37. A method of treating a disease comprising administering the antibody or antigen-binding fragment according to claim 1, or a pharmaceutical composition thereof, to a patient in need thereof, wherein the disease is selected from an inflammatory disease, an autoimmune disease, a respiratory disease, a metabolic disorder, an epithelial mediated inflammatory disorder, fibrosis and cancer.

38. An anti-IL1RAP antibody or antigen-binding fragment according to claim 37 for use in treating a disease, wherein the disease is selected from an inflammatory disease, an autoimmune disease, a respiratory disease, a metabolic disorder, an epithelial mediated inflammatory disorder, fibrosis and cancer.

39. (canceled)

40. A method according to claim 37, wherein the disease is selected from psoriasis, psoriatic arthritis, multiple sclerosis, rheumatoid arthritis, COPD, chronic asthma and ankylosing spondylitis.

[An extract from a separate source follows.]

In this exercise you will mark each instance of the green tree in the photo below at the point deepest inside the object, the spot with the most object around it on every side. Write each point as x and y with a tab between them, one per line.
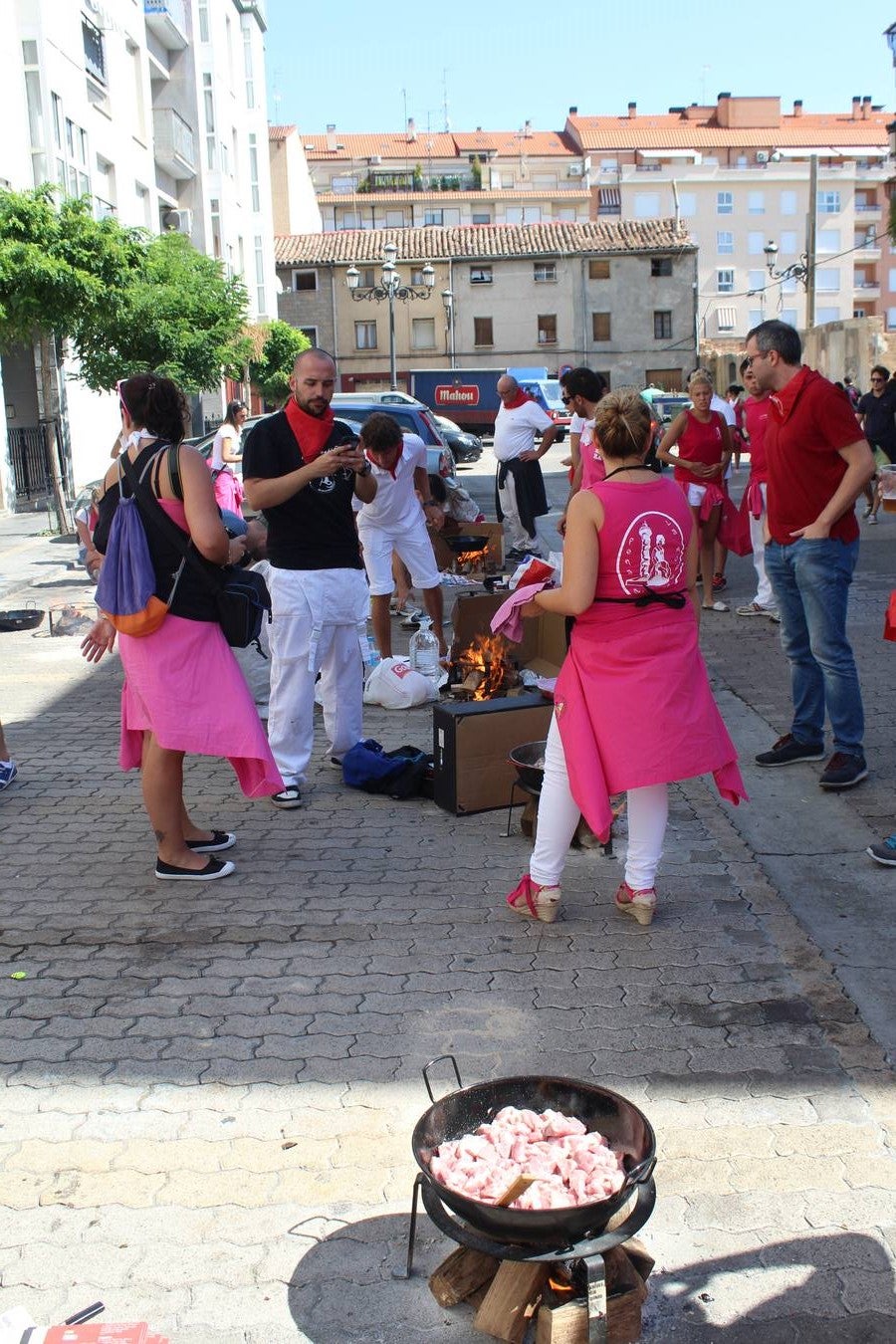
179	315
61	272
270	372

41. An isolated polynucleotide according to claim 1, encoding a sequence as defined by one or more of SEQ ID NOs. 1 to 167, or 170-183.

42. A vector comprising a polynucleotide according to claim 41, preferably an expression vector, more preferred a vector comprising the polynucleotide according to the invention in functional association with an expression control sequence.

43. A host cell comprising a polynucleotide according to claim 42, and a vector.

44. Method for the production of an anti-IL1RAP antibody or antigen-binding fragment according to claim 5, comprising the steps (a) cultivating the host cell under conditions allowing the expression of the anti-IL1RAP antibody or antigen-binding fragment and (b) recovering the anti-IL1RAP antibody or antigen-binding fragment.

45. Diagnostic kit or diagnostic method comprising an anti-IL1RAP antibody or antigen-binding fragment according to claim 5, or the use thereof.

46. Diagnostic kit or diagnostic method according to claim 45, for the diagnosis of an inflammatory disease, an autoimmune disease, a respiratory disease, a metabolic disorder, an epithelial mediated inflammatory disorder, fibrosis, cancer, psoriasis, psoriatic arthritis, multiple sclerosis, rheumatoid arthritis, COPD, chronic asthma, or ankylosing spondylitis.

47. An isolated antibody or antigen-binding fragment wherein when bound to IL1RAP, the antibody binds to the following residues K238, N239, V241, V244, I245, H246, S247, N249, H251, V252, V253, Y254, E255, K256, E261, L263, P265, T267, Y269, and S271, and wherein the antibody blocks binding of any of the antibodies of claim 5.

48. The isolated monoclonal antibody of claim 47 wherein the antibody blocks the binding of anti-IL1RAP to IL1RAP by at least 80%.